Finisce l’era del figlio unico -
La novità era stata annunciata il 29 ottobre scorso con un comunicato in cui si citava il documento conclusivo della quinta riunione plenaria del comitato centrale comunista. La Cina, recitava la nota senza fornire dettagli sui tempi, “applicherà pienamente una politica che consentirà alle coppie di avere due figli in risposta all'invecchiamento della popolazione”. Le autorità, finora, avevano sempre difeso la legge del figlio unico, sostenendo che dal 1979, quando fu varata, ad oggi aveva permesso di contenere la crescita della popolazione che altrimenti sarebbe stata superiore di 400 milioni di persone. Ma, soprattutto nelle province, le autorità hanno compiuto negli anni abusi terribili, come aborti forzati, licenziamenti e pestaggi, che in alcuni casi hanno portato alla morte. La norma, inoltre, aveva creato uno squilibrio demografico di genere, a causa degli aborti selettivi delle coppie che preferivano avere un figlio maschio, che secondo gli esperti ha portato a 20-30 milioni di giovani uomini che non potranno trovare moglie.

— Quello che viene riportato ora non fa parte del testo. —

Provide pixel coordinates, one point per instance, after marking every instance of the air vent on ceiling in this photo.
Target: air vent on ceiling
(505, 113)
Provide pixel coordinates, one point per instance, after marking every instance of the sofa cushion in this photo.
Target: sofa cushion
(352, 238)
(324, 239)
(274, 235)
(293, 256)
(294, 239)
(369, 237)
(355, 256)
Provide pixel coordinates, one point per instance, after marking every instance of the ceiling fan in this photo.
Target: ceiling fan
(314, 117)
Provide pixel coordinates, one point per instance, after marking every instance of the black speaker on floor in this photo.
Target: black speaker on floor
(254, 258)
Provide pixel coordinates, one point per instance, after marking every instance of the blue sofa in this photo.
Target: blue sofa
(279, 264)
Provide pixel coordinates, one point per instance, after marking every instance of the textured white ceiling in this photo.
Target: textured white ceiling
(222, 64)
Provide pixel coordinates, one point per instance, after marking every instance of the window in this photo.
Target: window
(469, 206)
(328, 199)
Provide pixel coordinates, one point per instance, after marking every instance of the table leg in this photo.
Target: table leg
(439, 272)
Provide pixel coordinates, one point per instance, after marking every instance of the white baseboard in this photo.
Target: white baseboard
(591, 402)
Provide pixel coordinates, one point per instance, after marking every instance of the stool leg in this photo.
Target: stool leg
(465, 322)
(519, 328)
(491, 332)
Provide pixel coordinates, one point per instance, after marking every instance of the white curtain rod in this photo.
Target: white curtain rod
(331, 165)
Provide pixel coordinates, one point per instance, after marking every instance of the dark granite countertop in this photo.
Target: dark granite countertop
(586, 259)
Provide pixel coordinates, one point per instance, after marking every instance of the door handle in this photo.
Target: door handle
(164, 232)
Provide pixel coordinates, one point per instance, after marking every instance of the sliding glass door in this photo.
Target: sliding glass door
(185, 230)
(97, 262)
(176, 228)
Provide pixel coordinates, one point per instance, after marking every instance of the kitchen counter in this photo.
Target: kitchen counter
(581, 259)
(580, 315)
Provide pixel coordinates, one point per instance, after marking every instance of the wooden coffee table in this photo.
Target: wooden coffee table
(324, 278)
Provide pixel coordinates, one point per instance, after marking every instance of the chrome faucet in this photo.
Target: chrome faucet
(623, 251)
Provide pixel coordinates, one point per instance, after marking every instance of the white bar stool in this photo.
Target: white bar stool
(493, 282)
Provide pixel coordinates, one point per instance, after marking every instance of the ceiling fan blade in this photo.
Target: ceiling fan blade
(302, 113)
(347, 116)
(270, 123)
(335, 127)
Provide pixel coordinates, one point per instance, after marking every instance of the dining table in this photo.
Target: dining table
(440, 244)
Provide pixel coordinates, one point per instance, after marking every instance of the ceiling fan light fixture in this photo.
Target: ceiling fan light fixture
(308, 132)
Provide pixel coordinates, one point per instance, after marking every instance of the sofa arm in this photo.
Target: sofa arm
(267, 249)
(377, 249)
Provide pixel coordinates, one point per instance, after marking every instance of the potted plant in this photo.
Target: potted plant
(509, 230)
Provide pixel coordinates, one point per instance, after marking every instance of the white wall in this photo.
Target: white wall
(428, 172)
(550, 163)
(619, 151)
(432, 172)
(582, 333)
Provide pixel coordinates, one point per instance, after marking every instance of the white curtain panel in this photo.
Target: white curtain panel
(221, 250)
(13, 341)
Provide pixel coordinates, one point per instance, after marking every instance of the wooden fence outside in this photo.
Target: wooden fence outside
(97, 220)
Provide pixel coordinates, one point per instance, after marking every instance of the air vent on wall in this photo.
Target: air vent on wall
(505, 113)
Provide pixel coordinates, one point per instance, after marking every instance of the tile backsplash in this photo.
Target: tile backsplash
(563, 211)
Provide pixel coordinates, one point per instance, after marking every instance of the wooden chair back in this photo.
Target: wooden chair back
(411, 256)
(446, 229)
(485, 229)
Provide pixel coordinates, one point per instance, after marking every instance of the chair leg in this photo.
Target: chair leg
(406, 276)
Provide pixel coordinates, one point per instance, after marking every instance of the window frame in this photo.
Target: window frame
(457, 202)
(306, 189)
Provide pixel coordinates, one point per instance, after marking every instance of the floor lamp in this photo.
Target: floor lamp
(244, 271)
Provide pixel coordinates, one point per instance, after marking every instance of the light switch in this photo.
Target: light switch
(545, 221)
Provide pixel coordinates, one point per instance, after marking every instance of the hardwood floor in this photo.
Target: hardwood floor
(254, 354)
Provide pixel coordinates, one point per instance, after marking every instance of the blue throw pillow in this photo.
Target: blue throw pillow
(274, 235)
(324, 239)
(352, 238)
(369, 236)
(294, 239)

Polemiche per legge antiterrorismo -
L'Assemblea Nazionale del popolo, organo legislativo cinese, ha anche adottato all'unanimità la prima legge antiterrorismo del Paese. Prima d'ora, la Cina non aveva una legge specifica: il terrorismo ricadeva nell'ambito generico di leggi sul crimine e procedura penale di emergenza. La nuova norma serve per affrontare il terrorismo in patria e contribuire alla sicurezza mondiale. Il testo ha già attirato critiche e polemiche perché dà ampi poteri al governo e delinea anche limiti ben precisi per i media sul modo in cui potranno dare informazioni sugli attentati. Il via libera arriva mentre Pechino conduce una dura campagna per eliminare la violenza a sfondo etnico nello Xinjiang, abitato in prevalenza dai musulmani uiguri. Il governo cinese collega a gruppi jihadisti stranieri gli attentati registrati nella zona, mentre per i gruppi di uiguri in esilio la violenza nella regione è frutto della politica di repressione contro la minoranza e delle tensioni con l'etnia han, maggioritaria nel Paese. Gli Usa, così come altri Stati, hanno mostrato pubblicamente la loro preoccupazione per questa legge antiterrorismo e il presidente Barack Obama ha sollevato il tema con il suo omologo cinese Xi Jinping in uno dei loro ultimi incontri.

Prima legge contro violenze domestiche -
Adottata a maggioranza anche la prima legge del Paese contro le violenze domestiche, che conferisce protezione legale alle vittime di abusi tradizionalmente tenuti sotto silenzio. La nuova norma definisce formalmente le violenze domestiche - fisiche, verbali e di limitazione delle libertà - e snellisce le procedure per ottenere ordini restrittivi.